Ryan Klein

Personal information
- Born: 15 June 1997 (age 29) Cape Town, South Africa
- Batting: Right-handed
- Bowling: Right-arm medium fast
- Role: Bowler
- Relations: Kyle Klein (brother)

International information
- National side: Netherlands;
- ODI debut (cap 77): 23 January 2022 v Afghanistan
- Last ODI: 31 July 2026 v Namibia
- T20I debut (cap 56): 4 August 2022 v New Zealand
- Last T20I: 19 June 2025 v Nepal

Domestic team information
- 2019/20–2020/21: Western Province

Career statistics
| Competition | ODI | T20I | FC | LA |
| Matches | 15 | 8 | 7 | 24 |
| Runs scored | 46 | 102 | 23 | 127 |
| Batting average | 5.11 | 20.40 | 3.83 | 9.76 |
| 100s/50s | 0/0 | 0/0 | 0/0 | 0/0 |
| Top score | 8* | 36* | 8 | 31* |
| Balls bowled | 645 | 24 | 859 | 993 |
| Wickets | 12 | 1 | 28 | 19 |
| Bowling average | 44.66 | 45.00 | 11.42 | 43.31 |
| 5 wickets in innings | 0 | 0 | 1 | 0 |
| 10 wickets in match | 0 | 0 | 0 | 0 |
| Best bowling | 2/31 | 1/18 | 5/60 | 2/15 |
| Catches/stumpings | 3/– | 4/– | 3/– | 6/– |
- Source: Cricinfo, 31 July 2026

= Ryan Klein =

South African-Dutch cricketer (born 1997)

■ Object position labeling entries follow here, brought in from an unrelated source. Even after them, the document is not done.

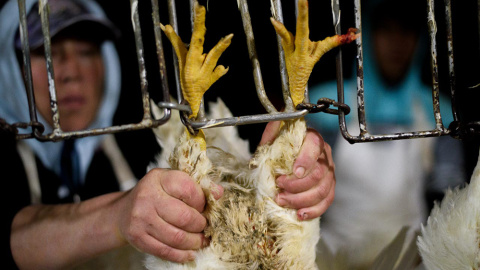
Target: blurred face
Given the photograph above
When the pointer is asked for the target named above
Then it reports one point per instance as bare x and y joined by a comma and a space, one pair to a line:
79, 75
394, 50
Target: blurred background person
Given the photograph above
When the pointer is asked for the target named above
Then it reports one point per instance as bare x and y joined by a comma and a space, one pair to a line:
77, 199
384, 186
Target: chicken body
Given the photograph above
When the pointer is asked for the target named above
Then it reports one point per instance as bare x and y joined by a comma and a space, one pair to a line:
247, 229
451, 238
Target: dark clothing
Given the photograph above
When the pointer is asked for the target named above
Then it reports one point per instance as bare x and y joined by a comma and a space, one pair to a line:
100, 179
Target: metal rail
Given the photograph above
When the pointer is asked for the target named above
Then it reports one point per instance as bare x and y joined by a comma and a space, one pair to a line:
457, 129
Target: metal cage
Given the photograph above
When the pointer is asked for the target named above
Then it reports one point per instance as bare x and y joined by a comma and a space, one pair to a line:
457, 129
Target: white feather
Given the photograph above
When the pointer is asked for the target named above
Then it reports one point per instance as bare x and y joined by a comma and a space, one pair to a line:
451, 238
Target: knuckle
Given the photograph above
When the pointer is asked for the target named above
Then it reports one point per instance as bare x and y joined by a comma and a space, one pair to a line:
322, 191
179, 237
167, 253
185, 218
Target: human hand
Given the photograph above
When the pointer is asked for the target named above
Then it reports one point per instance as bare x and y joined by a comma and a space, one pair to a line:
163, 215
311, 188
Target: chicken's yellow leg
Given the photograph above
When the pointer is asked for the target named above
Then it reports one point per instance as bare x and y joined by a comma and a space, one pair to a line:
301, 54
198, 71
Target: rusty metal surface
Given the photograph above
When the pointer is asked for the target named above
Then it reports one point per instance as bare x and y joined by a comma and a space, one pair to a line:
456, 129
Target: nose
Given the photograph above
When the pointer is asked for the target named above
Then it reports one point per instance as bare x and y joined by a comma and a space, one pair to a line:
67, 68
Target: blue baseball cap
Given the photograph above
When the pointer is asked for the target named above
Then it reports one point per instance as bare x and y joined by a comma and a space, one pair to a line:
71, 15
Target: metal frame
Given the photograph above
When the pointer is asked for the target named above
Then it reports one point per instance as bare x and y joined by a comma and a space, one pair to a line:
457, 129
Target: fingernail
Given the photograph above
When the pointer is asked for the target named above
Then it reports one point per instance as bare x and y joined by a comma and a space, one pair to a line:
279, 200
206, 242
302, 216
299, 172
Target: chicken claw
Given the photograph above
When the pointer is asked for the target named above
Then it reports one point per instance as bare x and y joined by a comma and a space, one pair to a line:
301, 54
198, 71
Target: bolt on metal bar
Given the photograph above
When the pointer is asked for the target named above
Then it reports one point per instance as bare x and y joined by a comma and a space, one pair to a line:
273, 114
364, 135
161, 60
339, 68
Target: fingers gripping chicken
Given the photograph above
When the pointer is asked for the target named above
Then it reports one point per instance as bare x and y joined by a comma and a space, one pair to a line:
248, 230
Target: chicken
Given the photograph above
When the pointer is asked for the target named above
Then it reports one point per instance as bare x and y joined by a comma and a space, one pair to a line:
451, 238
247, 229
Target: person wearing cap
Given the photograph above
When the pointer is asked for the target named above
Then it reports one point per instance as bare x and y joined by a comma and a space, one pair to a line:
62, 214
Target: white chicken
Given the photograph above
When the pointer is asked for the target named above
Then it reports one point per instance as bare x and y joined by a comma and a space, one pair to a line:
247, 229
451, 238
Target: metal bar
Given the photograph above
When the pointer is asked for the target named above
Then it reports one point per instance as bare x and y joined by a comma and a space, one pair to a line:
360, 86
257, 74
342, 123
172, 13
397, 136
278, 15
244, 120
44, 14
140, 58
451, 66
27, 68
201, 111
161, 57
432, 25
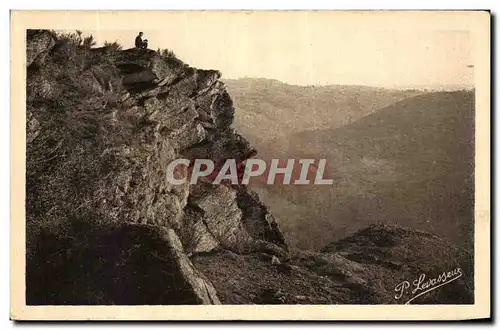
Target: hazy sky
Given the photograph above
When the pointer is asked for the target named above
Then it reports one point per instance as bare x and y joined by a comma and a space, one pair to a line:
310, 48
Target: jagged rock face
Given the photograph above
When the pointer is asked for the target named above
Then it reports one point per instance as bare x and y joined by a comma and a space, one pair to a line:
103, 124
39, 41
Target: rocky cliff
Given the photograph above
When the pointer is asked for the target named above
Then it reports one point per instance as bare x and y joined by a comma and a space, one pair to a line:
105, 227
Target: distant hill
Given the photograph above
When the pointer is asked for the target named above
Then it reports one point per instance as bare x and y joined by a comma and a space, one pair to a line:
410, 163
268, 109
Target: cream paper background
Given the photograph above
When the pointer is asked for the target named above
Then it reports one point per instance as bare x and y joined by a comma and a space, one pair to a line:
477, 23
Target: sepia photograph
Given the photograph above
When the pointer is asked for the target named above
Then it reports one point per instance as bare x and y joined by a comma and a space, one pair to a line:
300, 159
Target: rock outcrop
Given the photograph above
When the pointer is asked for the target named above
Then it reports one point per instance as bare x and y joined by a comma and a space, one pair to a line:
103, 124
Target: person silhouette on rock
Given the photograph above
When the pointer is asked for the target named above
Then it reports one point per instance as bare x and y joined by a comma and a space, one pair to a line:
139, 44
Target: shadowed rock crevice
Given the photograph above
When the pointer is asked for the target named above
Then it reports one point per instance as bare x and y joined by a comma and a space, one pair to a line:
105, 227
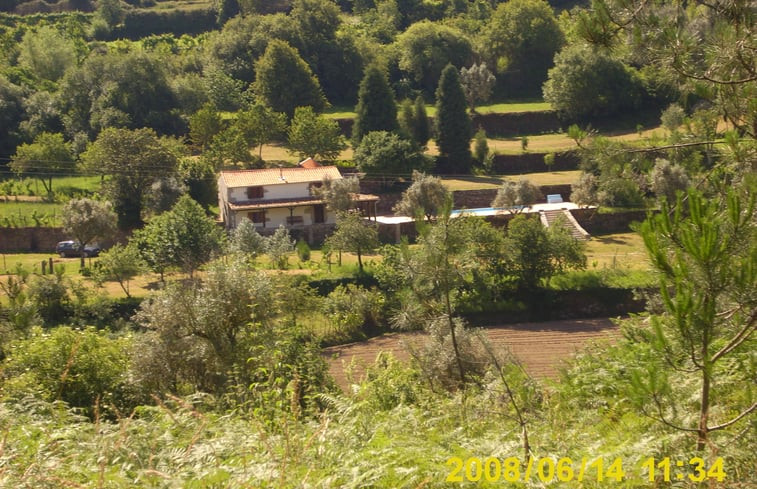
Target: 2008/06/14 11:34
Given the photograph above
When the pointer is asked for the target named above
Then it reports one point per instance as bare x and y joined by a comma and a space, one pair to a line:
564, 469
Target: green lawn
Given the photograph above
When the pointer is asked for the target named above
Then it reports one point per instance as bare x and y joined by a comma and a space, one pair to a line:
620, 250
515, 106
29, 214
33, 262
348, 112
62, 185
487, 182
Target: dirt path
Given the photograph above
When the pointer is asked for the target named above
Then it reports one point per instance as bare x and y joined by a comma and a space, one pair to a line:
541, 347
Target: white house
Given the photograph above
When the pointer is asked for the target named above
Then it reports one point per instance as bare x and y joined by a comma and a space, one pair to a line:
274, 196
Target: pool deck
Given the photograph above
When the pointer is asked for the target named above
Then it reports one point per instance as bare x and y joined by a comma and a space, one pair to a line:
486, 212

Ryan Klein (born 15 June 1997) is a South African-born Dutch cricketer. He has played for the Netherlands national cricket team since 2021. He is a right-arm fast-medium bowler.

==Personal life==
Klein was born in Cape Town, South Africa. He holds a Dutch passport through descent. His younger brother Kyle Klein represented the Netherlands national under-19 cricket team at the 2019 ICC U19 Cricket World Cup Europe Qualifier.

==Domestic career==
Klein made his first-class debut on 17 October 2019, for Western Province in the 2019–20 CSA 3-Day Provincial Cup. He made his List A debut on 27 October 2019, for Western Province in the 2019–20 CSA Provincial One-Day Challenge.

In the Netherlands, Klein has played Topklasse cricket for HBS Craeyenhout and Voorburg Cricket Club.

==International career==
In May 2021, Klein was named in the Netherlands' A squad for their tour of Ireland. In January 2022, Klein was named in the Dutch One Day International (ODI) squad for their series against Afghanistan in Qatar. He made his ODI debut on 23 January 2022, for the Netherlands against Afghanistan. The following month, he was named in the Dutch Twenty20 International (T20I) squad for their tour of New Zealand. In August 2022, Klein was again named in the Dutch T20I squad, this time for a home series also against New Zealand. He made his T20I debut on 4 August 2022 against New Zealand.